I had a quad breaker that went bad. It had 30A outer pair for the dryer and 20A inner pair for my well pump. Both pairs were tied together so you could turn them on or off together - the mechanism tying them together was identical to the ones used on these Eaton's BQ220230 and BQC220230
After doing a ton of reading online I still have 3 specific questions:
1) I've read that these handles are for convenience (so you can turn them both on or off at the same time), and that they do NOT make the breaker in to a common trip breaker (i.e. even with the handles you can still have one side of a pair trip without causing the other to trip). I did see a thread here though, indicating that someone should add these handles to create a common trip. Is this correct? The handles tying each pair together do, or do not create a common trip?

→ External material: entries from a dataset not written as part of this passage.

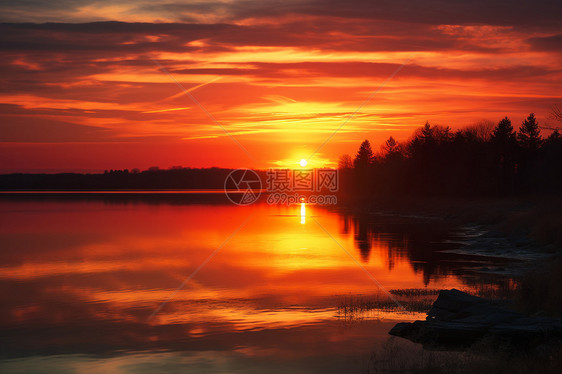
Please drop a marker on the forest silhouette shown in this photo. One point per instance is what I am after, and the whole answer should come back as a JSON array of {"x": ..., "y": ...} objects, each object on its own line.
[{"x": 482, "y": 160}]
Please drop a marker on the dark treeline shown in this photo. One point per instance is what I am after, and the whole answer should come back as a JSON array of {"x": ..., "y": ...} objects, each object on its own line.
[
  {"x": 485, "y": 159},
  {"x": 153, "y": 178}
]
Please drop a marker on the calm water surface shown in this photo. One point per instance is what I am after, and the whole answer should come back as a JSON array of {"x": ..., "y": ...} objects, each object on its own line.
[{"x": 81, "y": 278}]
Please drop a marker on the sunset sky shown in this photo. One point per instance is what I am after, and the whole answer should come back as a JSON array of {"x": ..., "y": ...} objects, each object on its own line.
[{"x": 81, "y": 89}]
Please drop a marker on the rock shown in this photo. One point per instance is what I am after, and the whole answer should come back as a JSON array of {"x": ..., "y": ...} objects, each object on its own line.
[{"x": 458, "y": 320}]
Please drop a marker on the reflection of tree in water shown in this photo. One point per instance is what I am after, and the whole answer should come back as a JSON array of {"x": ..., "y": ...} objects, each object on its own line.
[{"x": 420, "y": 241}]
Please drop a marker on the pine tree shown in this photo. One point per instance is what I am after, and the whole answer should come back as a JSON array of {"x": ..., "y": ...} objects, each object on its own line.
[
  {"x": 529, "y": 134},
  {"x": 364, "y": 156},
  {"x": 503, "y": 133}
]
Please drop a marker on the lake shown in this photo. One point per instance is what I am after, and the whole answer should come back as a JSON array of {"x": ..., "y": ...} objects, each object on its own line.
[{"x": 131, "y": 284}]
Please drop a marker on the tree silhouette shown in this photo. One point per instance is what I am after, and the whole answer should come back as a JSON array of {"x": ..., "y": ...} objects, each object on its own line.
[
  {"x": 503, "y": 134},
  {"x": 529, "y": 135},
  {"x": 345, "y": 162},
  {"x": 364, "y": 156}
]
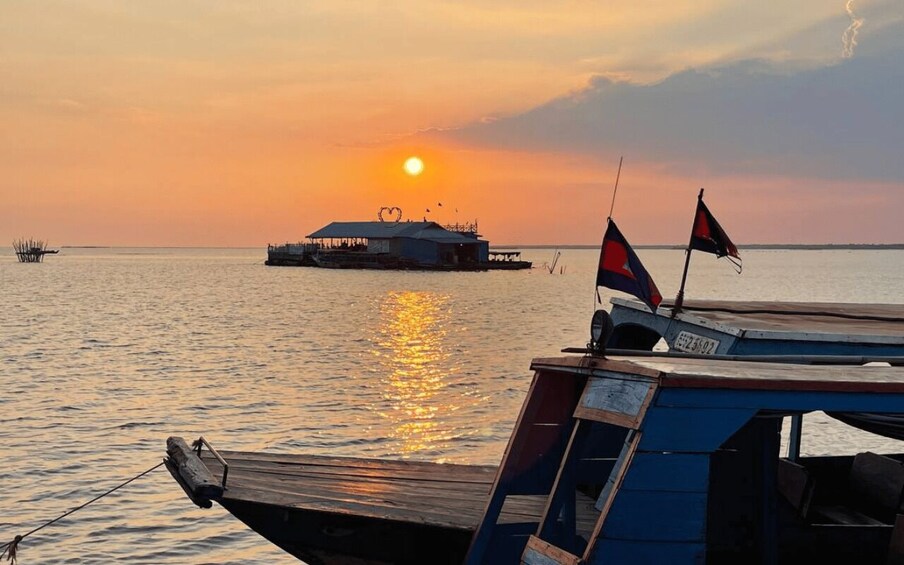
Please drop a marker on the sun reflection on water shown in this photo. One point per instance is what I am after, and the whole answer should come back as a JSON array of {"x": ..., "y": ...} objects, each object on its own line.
[{"x": 413, "y": 354}]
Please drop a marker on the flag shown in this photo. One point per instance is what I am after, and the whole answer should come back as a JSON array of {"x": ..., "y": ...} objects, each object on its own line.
[
  {"x": 709, "y": 236},
  {"x": 620, "y": 269}
]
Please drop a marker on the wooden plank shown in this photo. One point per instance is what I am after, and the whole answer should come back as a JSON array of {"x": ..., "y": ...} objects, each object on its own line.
[
  {"x": 566, "y": 388},
  {"x": 779, "y": 400},
  {"x": 675, "y": 472},
  {"x": 539, "y": 552},
  {"x": 612, "y": 394},
  {"x": 196, "y": 476},
  {"x": 604, "y": 504},
  {"x": 429, "y": 472},
  {"x": 657, "y": 516},
  {"x": 592, "y": 366},
  {"x": 376, "y": 466},
  {"x": 606, "y": 417},
  {"x": 712, "y": 373},
  {"x": 695, "y": 430}
]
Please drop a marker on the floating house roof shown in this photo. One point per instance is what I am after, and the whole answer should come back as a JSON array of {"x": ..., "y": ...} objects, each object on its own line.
[{"x": 388, "y": 230}]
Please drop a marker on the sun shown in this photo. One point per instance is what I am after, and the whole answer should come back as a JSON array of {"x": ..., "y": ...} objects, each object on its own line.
[{"x": 413, "y": 166}]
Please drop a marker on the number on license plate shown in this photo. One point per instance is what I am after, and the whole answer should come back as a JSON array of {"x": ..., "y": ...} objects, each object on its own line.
[{"x": 693, "y": 343}]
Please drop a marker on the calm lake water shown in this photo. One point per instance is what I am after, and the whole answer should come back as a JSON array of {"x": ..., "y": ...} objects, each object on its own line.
[{"x": 106, "y": 352}]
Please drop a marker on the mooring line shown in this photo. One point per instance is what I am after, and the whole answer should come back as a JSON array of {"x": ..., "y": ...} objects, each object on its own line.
[{"x": 11, "y": 548}]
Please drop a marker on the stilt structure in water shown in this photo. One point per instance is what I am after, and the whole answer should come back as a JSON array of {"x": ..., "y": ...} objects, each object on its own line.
[{"x": 32, "y": 250}]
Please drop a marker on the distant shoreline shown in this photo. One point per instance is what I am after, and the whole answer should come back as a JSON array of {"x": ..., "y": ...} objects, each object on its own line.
[{"x": 754, "y": 246}]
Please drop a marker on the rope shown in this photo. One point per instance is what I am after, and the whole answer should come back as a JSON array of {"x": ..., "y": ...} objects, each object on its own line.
[{"x": 10, "y": 548}]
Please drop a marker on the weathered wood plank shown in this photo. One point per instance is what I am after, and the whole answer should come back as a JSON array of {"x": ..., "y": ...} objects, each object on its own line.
[
  {"x": 621, "y": 396},
  {"x": 196, "y": 476},
  {"x": 786, "y": 400},
  {"x": 539, "y": 552}
]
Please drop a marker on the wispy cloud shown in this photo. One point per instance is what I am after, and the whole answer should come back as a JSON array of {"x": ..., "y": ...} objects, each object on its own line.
[{"x": 849, "y": 37}]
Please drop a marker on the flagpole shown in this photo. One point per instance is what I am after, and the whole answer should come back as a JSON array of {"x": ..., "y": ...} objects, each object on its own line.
[
  {"x": 599, "y": 299},
  {"x": 679, "y": 300},
  {"x": 614, "y": 192}
]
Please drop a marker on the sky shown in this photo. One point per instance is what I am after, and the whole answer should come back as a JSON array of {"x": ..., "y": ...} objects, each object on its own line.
[{"x": 227, "y": 123}]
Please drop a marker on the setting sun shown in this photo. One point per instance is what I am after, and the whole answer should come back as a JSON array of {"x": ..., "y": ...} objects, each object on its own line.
[{"x": 414, "y": 166}]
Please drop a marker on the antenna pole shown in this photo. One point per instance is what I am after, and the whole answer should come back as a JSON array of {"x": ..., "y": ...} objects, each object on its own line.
[
  {"x": 615, "y": 191},
  {"x": 679, "y": 300}
]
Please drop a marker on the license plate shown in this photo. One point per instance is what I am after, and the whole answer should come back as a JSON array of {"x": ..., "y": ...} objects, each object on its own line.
[{"x": 693, "y": 343}]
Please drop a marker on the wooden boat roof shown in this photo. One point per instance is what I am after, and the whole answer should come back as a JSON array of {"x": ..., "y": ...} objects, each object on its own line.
[
  {"x": 722, "y": 374},
  {"x": 759, "y": 318}
]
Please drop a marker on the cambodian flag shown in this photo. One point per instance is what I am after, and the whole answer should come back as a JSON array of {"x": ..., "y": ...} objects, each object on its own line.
[{"x": 620, "y": 269}]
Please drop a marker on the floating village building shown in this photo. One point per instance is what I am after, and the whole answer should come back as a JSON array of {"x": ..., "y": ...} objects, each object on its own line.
[{"x": 394, "y": 245}]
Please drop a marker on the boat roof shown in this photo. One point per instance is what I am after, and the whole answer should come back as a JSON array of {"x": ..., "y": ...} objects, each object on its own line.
[
  {"x": 388, "y": 230},
  {"x": 759, "y": 319},
  {"x": 726, "y": 374}
]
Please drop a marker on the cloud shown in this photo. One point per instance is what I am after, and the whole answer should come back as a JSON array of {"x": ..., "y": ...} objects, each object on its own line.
[{"x": 840, "y": 120}]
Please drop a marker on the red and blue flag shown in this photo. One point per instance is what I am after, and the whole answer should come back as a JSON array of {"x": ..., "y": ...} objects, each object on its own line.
[{"x": 621, "y": 269}]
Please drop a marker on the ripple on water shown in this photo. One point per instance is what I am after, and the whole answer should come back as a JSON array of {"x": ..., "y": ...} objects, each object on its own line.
[{"x": 429, "y": 366}]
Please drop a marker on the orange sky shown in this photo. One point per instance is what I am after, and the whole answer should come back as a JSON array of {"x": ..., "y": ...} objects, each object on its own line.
[{"x": 233, "y": 124}]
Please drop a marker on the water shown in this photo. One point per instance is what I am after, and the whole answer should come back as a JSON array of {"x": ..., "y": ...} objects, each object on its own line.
[{"x": 106, "y": 352}]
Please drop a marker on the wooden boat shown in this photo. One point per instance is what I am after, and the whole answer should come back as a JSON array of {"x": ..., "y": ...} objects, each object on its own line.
[{"x": 612, "y": 460}]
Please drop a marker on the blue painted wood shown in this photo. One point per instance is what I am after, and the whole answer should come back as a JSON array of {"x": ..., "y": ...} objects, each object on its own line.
[
  {"x": 676, "y": 472},
  {"x": 622, "y": 552},
  {"x": 780, "y": 400},
  {"x": 657, "y": 516},
  {"x": 695, "y": 430}
]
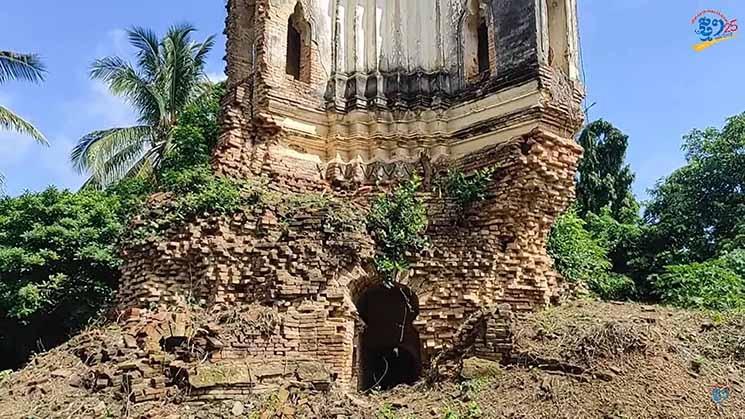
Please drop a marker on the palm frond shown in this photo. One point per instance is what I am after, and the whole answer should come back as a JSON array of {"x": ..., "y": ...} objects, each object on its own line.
[
  {"x": 93, "y": 151},
  {"x": 168, "y": 75},
  {"x": 13, "y": 122},
  {"x": 15, "y": 66},
  {"x": 148, "y": 51},
  {"x": 123, "y": 80}
]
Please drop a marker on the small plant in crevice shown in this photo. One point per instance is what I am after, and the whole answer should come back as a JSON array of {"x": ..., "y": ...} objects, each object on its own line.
[
  {"x": 467, "y": 189},
  {"x": 398, "y": 222},
  {"x": 194, "y": 192}
]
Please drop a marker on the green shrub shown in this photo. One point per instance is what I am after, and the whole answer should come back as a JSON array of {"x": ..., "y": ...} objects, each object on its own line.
[
  {"x": 59, "y": 261},
  {"x": 577, "y": 256},
  {"x": 613, "y": 287},
  {"x": 709, "y": 285},
  {"x": 398, "y": 222},
  {"x": 467, "y": 190}
]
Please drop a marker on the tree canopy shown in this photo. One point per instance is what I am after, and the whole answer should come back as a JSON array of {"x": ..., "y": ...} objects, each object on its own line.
[
  {"x": 604, "y": 178},
  {"x": 168, "y": 76}
]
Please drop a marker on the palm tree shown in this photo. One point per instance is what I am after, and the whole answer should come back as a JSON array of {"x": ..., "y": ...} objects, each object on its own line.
[
  {"x": 15, "y": 66},
  {"x": 169, "y": 75}
]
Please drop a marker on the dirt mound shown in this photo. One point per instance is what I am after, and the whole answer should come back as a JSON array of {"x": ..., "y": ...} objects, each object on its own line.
[{"x": 580, "y": 360}]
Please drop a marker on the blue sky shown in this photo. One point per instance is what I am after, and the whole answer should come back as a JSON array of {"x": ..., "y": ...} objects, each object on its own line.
[{"x": 641, "y": 72}]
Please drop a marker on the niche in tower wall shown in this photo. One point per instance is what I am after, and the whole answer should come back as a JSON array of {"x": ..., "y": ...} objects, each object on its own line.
[{"x": 389, "y": 348}]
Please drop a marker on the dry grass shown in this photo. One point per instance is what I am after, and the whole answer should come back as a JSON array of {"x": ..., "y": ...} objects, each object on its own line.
[{"x": 664, "y": 363}]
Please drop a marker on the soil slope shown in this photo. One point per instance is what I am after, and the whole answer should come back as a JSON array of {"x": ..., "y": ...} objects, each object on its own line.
[{"x": 580, "y": 360}]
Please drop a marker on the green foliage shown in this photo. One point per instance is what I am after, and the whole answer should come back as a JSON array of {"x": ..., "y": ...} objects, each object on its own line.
[
  {"x": 697, "y": 212},
  {"x": 604, "y": 178},
  {"x": 166, "y": 79},
  {"x": 59, "y": 262},
  {"x": 467, "y": 190},
  {"x": 15, "y": 66},
  {"x": 195, "y": 192},
  {"x": 577, "y": 256},
  {"x": 613, "y": 287},
  {"x": 582, "y": 257},
  {"x": 398, "y": 222},
  {"x": 709, "y": 285},
  {"x": 620, "y": 239},
  {"x": 196, "y": 134}
]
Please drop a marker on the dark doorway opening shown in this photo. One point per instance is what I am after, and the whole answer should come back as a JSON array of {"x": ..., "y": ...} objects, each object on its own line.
[
  {"x": 294, "y": 47},
  {"x": 389, "y": 348},
  {"x": 483, "y": 51}
]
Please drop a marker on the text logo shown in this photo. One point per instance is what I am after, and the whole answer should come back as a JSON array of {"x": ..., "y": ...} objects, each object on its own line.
[
  {"x": 713, "y": 27},
  {"x": 719, "y": 395}
]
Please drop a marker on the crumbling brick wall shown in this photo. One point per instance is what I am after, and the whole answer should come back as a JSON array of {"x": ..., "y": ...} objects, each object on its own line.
[
  {"x": 493, "y": 254},
  {"x": 520, "y": 121}
]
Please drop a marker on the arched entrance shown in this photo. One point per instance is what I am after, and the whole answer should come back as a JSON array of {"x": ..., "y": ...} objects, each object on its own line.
[{"x": 389, "y": 349}]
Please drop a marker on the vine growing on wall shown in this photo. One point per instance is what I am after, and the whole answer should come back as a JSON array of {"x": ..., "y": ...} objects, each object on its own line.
[
  {"x": 467, "y": 190},
  {"x": 398, "y": 222}
]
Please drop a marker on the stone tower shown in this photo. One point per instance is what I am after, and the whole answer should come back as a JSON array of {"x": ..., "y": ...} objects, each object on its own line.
[{"x": 342, "y": 96}]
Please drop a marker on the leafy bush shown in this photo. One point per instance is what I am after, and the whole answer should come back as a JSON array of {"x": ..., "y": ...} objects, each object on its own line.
[
  {"x": 709, "y": 285},
  {"x": 621, "y": 239},
  {"x": 59, "y": 262},
  {"x": 466, "y": 190},
  {"x": 398, "y": 222},
  {"x": 577, "y": 256},
  {"x": 195, "y": 192},
  {"x": 613, "y": 287},
  {"x": 196, "y": 134},
  {"x": 581, "y": 258}
]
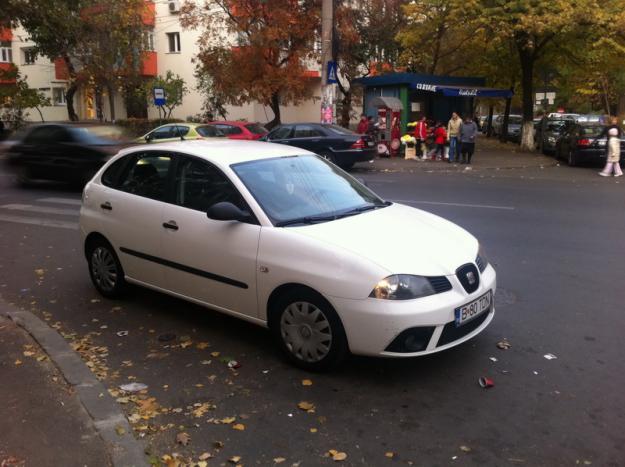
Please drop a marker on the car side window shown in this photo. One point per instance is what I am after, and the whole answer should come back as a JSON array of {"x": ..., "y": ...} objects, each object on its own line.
[
  {"x": 280, "y": 133},
  {"x": 162, "y": 133},
  {"x": 199, "y": 185},
  {"x": 147, "y": 176},
  {"x": 306, "y": 131}
]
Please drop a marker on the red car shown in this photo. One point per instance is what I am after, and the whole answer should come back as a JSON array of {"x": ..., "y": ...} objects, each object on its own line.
[{"x": 240, "y": 130}]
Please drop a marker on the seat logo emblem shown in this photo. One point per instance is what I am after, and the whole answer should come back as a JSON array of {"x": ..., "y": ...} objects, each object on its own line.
[{"x": 471, "y": 277}]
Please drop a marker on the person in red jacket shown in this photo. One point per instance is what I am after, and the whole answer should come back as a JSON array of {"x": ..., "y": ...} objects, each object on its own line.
[
  {"x": 440, "y": 137},
  {"x": 421, "y": 135},
  {"x": 362, "y": 125}
]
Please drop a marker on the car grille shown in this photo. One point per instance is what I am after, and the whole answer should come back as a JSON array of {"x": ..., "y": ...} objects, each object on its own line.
[
  {"x": 452, "y": 333},
  {"x": 440, "y": 284},
  {"x": 468, "y": 277}
]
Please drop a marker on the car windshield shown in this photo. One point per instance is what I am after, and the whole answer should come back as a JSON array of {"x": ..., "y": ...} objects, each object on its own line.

2) The breaker I'm replacing was labeled independent trip, and I see common trip models are available (the BQC varient mentioned above). Why wouldn't I want common trip? The failure I had was only one of the dryer breakers tripping (this was sort of ok because the dryer would work, it just wouldn't get hot). If this happened to my pump circuit though, wouldn't running it at 120v damage it? Is there any reason I don't understand that would make me want to use independent trip instead of common trip?
3) Last, I just wanted to confirm that for the BQC common trip mentioned above. The 'common' only applies to the other side of the same pair, and not to the other pair. I.e. if the top trips (dryer) it will also trip the bottom (dryer), but not trip the two centers (pump).